How to Read Nonfiction Like a Professor: A Smart, Irreverent Guide to Biography, History, Journalism, Blogs, and Everything in Between by Thomas C. Foster
Author:Thomas C. Foster
Language: eng
Format: mobi, epub
Tags: Language Arts & Disciplines, Rhetoric, Subjects & Themes, Books & Reading, Literary Criticism, Politics
ISBN: 9780062895882
Publisher: HarperCollins
Published: 2020-05-25T21:00:00+00:00
FIRST, DO THE “FACTS” SQUARE WITH WHAT WE ACTUALLY KNOW ABOUT THE WORLD? I often find myself balking at some claim that brings me up short with a response that feels more than says, that doesn’t sound right to me. From that little nagging voice, I know that sooner or later I’ll have to do some fact-checking. Might as well be sooner, so that dubious factoids don’t stick. Happily, this is easier than ever. When I read a newspaper, I nearly always have two devices at hand with which I can do a quick browser search (often, I’m reading it on one), and the results surface in about as long as it takes me to type the question. How do we develop that little nagging voice? Practice. Reading reliable, objective sources about what the world actually looks like. For all the abuse that mainstream media take from those on the loonier fringes, our major news sources are actually pretty trustworthy. Perfect? No. But more accurate than most of the alternatives.

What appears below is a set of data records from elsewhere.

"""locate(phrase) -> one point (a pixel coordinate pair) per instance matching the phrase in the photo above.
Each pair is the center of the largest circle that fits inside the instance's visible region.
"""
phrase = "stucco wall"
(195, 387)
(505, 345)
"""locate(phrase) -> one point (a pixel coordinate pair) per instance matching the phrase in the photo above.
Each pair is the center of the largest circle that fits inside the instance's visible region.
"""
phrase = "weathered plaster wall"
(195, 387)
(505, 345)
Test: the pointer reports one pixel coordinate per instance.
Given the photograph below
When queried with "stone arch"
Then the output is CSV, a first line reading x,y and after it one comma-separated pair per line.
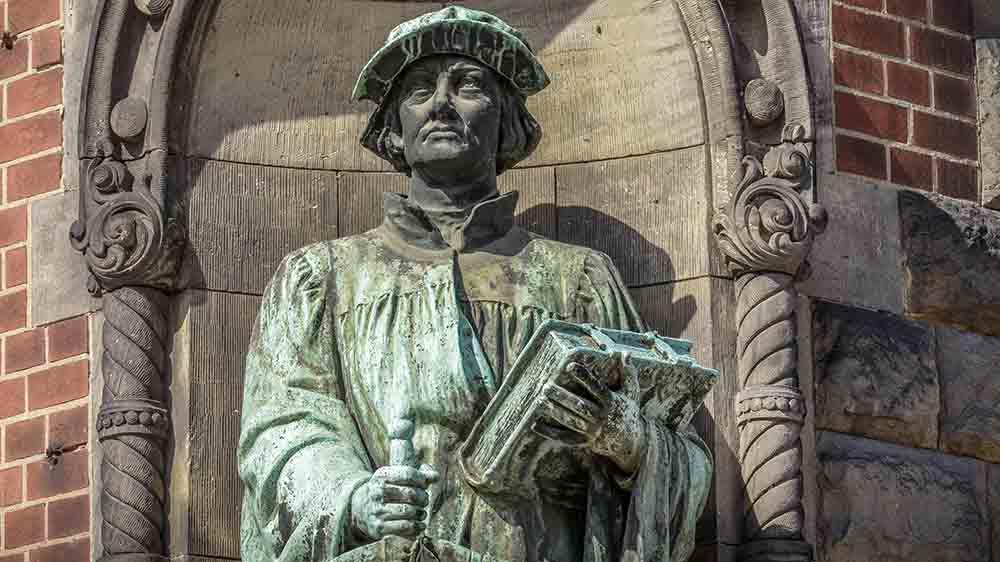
x,y
188,200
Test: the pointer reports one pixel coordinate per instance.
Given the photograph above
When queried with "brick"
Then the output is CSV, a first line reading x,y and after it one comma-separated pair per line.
x,y
13,225
911,168
945,134
24,350
868,31
63,552
958,180
858,71
858,156
11,397
912,9
16,267
14,61
34,177
34,93
954,95
869,4
31,135
24,439
26,14
908,83
955,15
10,486
66,473
68,338
69,517
940,50
872,117
46,47
24,526
13,310
57,385
68,428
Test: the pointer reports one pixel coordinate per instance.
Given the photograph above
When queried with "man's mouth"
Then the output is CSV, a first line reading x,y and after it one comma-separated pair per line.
x,y
440,132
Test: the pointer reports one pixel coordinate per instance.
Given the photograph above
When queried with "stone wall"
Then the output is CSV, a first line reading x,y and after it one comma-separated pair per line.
x,y
905,317
905,312
44,361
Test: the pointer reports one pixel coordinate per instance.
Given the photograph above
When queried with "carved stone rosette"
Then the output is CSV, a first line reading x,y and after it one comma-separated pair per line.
x,y
132,247
765,233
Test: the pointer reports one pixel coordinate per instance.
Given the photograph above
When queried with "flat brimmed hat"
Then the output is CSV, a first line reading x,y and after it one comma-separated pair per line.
x,y
452,30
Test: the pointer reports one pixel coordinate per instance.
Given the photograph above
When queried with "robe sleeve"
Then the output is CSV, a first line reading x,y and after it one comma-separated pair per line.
x,y
660,504
300,455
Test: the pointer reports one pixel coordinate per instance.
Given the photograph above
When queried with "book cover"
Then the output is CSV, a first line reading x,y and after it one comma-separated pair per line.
x,y
501,451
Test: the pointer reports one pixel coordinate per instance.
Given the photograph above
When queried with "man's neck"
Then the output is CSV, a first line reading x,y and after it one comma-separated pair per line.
x,y
437,196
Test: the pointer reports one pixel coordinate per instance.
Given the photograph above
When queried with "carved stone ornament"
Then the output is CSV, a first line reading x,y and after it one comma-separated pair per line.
x,y
126,238
132,244
765,234
768,226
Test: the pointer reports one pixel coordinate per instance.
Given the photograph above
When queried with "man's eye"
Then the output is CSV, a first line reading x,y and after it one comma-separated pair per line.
x,y
469,82
419,92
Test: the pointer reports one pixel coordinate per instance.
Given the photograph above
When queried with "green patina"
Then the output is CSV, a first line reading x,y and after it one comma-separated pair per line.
x,y
415,324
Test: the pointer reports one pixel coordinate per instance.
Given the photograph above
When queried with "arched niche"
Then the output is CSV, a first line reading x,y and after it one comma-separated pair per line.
x,y
229,123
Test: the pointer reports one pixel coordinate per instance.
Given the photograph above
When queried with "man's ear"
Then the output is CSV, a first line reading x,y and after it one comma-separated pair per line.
x,y
395,141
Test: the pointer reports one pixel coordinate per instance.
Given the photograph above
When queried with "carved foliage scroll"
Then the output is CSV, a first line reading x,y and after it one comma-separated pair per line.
x,y
132,247
766,233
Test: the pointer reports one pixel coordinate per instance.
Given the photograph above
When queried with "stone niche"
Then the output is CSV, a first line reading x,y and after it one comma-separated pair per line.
x,y
272,162
234,119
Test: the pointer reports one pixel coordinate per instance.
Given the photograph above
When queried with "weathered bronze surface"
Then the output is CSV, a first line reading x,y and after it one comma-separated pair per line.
x,y
375,354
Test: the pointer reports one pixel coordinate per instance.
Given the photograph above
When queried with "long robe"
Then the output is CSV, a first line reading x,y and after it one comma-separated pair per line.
x,y
421,319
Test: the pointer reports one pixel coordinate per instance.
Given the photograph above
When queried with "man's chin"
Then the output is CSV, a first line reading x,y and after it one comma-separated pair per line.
x,y
439,156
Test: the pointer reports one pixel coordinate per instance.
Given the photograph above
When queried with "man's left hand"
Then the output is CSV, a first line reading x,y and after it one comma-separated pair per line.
x,y
607,422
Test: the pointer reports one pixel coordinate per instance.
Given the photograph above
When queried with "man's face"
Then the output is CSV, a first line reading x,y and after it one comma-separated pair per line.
x,y
449,109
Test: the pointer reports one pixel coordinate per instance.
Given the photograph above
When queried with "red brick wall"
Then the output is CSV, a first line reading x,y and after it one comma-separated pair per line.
x,y
904,93
44,383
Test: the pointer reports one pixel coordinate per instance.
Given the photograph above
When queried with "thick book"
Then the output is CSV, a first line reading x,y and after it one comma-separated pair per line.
x,y
501,451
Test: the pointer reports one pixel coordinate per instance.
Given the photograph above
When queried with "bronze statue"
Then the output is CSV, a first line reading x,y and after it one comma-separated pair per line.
x,y
374,355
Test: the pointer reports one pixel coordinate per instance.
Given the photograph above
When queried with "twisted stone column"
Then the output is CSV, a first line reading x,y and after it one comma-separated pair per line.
x,y
770,414
132,424
766,232
132,251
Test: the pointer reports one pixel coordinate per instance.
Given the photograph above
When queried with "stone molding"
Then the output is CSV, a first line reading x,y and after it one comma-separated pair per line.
x,y
765,232
132,242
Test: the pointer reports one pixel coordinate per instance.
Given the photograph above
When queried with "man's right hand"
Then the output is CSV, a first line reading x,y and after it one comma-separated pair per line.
x,y
392,502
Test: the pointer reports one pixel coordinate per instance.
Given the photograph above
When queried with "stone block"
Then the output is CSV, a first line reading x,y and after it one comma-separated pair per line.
x,y
986,18
951,260
886,503
988,94
970,419
649,213
244,219
856,260
875,375
58,273
994,476
206,401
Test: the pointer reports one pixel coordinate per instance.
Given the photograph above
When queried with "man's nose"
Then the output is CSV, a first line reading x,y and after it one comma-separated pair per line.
x,y
441,102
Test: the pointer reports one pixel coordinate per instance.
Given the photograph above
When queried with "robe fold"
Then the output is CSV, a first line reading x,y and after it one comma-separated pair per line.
x,y
422,321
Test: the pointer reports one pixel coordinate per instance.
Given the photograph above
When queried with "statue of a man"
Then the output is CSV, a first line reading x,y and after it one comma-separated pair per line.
x,y
420,319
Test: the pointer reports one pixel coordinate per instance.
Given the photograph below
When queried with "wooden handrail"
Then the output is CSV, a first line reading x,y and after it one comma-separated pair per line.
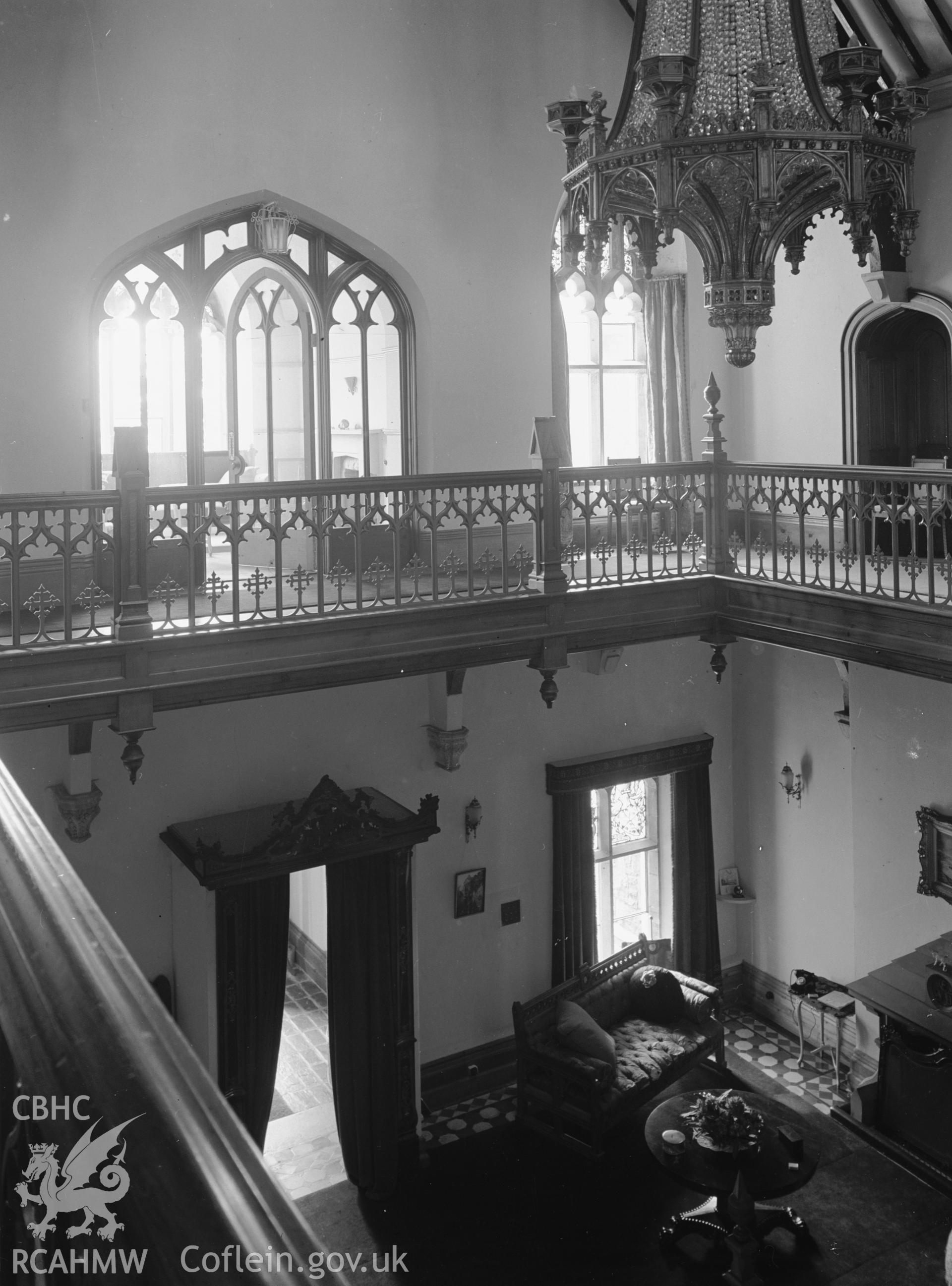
x,y
80,1019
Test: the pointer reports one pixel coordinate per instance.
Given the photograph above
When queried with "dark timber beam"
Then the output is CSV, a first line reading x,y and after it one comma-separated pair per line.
x,y
941,22
902,38
111,681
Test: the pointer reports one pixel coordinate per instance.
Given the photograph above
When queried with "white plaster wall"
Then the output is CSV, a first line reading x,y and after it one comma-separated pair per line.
x,y
931,261
788,406
798,862
416,124
902,739
220,758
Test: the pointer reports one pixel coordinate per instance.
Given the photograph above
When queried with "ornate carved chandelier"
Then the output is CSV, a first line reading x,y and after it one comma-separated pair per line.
x,y
740,121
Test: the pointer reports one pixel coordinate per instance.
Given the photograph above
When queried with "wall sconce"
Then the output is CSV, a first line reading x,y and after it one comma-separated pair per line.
x,y
793,786
274,228
474,816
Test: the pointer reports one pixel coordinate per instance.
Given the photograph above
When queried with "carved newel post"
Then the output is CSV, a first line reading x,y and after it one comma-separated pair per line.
x,y
718,552
134,624
131,470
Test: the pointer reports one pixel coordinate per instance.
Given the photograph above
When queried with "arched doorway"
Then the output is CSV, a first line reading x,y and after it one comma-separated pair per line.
x,y
902,388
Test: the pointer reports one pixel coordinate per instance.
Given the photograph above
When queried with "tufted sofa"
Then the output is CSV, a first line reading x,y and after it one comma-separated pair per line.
x,y
569,1097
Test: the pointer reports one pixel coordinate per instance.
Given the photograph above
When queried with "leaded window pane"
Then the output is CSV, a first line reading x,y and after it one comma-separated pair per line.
x,y
628,813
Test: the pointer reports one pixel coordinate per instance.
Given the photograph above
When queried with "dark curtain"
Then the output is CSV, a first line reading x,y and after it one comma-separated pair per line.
x,y
252,962
664,328
696,945
573,885
363,1019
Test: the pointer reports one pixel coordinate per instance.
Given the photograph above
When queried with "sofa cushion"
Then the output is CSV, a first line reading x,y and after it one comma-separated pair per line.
x,y
698,1006
579,1032
656,994
609,1002
648,1051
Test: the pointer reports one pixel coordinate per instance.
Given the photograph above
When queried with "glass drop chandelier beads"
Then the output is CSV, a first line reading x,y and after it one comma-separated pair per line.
x,y
740,122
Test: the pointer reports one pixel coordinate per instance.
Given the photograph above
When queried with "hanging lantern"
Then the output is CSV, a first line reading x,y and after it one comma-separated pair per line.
x,y
741,122
274,228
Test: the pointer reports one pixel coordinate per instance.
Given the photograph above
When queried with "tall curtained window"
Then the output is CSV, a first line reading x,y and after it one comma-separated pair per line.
x,y
570,782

SECOND, IS THE SOURCE OF THAT ASSERTION RELIABLE? If the issue is tobacco use and the source is the tobacco industry, I’m not buying. Hell, if the issue is anything and the source is the tobacco industry, I’m not buying. Those folks have not proved to be paragons of honesty down the decades. For me, and I hope for you, facts are more likely to be trustworthy if they come from independent sources whose money is not derived from products involved in the story. Facebook is no more likely to tell the truth about internet security than Koch Industries is about energy extraction. Each has too much at stake.
ARE THE FACTS BEING USED FAIRLY OR MISAPPLIED? Cherry-picked factoids are worse than none at all. If the columnist pulls out a tiny sliver of a statistic, my skin itches. What we want to know is if the columnist, before sending in his copy, could honestly add a disclaimer, “No facts were harmed in the making of this opinion.”
ARE FRIENDS AND ENEMIES (THE LATTER ESPECIALLY) BEING QUOTED ACCURATELY? We’ve all seen quotes taken out of context and made to say the opposite of what was originally intended. Yes, so-and-so did say those six words in sequence, but if you omit the “not” that preceded them, you’ve just committed intellectual fraud.
DO THE ARGUMENTS ACTUALLY SUPPORT THE CLAIMS THAT ARE MADE, OR DO THEY REQUIRE A PREEXISTING BIAS IN LINE WITH THE WRITER’S? If all you are doing is preaching to the choir, what’s the point? You don’t have to convert your opponents (a nearly impossible job in any case), but the argument should at least have a chance with an impartial, intelligent observer who has not yet decided what she thinks.